“Traveling – it leaves you speechless, then turns you into a storyteller.”
– Ibn Battuta
As a young Alabama resident, my traveling experiences were limited. This is not a sly affront to my parents – it is a statement of fact. My parents were not raised having experienced a lot of traveling – my mother has only visited three cities that are considered world class. Atlanta. Washington DC. Mexico City. My father has visited only Atlanta. Prior to graduating from high school, I had only visited three or four states – Alabama, Georgia, and Florida.
As a child and adolescent, my family and I went on vacations to Florida. These family excursions were done with my paternal relatives – visiting Panama City on the Gulf Coast and driving down to Orlando to visit Disney World. There were times we drove to Atlanta from East Alabama to visit, again, paternal relatives. During the late 1990s we would venture as far north as Huntsville to visit my sister who moved there for college. I did not leave the Deep South until 2001 – visiting Southern California. Flying not defunct Continental Airlines, my engineering cohort and I visited a National Society of Black of Engineers’ Conference held in Orange County.

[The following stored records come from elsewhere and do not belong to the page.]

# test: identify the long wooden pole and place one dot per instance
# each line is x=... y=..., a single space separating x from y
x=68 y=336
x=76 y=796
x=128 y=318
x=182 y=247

These were the days I pursued an electrical engineering major at the University of Alabama – an endeavor I later realized clashed with my educational goals and personality.
Seventeen years later – married to a guy, having earned three degrees, and residing in the Pacific Northwest – I have done a tremendous amount of traveling yet not quite enough. Yes, I am very grateful for my experiences to date and fully understand the privilege and imagination I have in being able to plan and take additional trips. I have visited 46 of 50 states – with Alaska, Hawaii, Kansas, and Oklahoma remaining. My passport has been stamped by three foreign nations – a paltry number including Mexico, Chile, and Argentina. Having recently gotten my DNA results from AncestryDNA, Larry, select relatives and I are planning to visit nations on the African continent and throughout Western Europe.
Traveling is exhilarating and educational. No book, on-line course, or college lecture could have taught me something of the things I have learned while traveling domestically or internationally. No culture or norm, from my experience, are better or worse than the others. They are simply different, which is not a $2 way of saying wrong. Sure, some norms and customs are universal – others vary by state line let alone international borders.
Easy example, an act considered common courtesy in Mississippi – holding the door for someone, especially a woman – is interpreted as a nuisance in New York. Public displays of affection are very commonplace in Mexico (at least from my experiences in Mexico City) while this varies wildly across the United States. One experience I had with Argentines is that of their being standoffish – something that may be attributable to my American citizenship, being a stranger irrespective of nationality, someone who appears to have questions they are uninterested in answering, not being a big deal – everyone simply minds their own business.
All I know is I am a more self-aware, mindful, and informed person having visited the many places I have. Leaving with thousands of pictures in tow – worth a thousand words, you know – I wish to share them.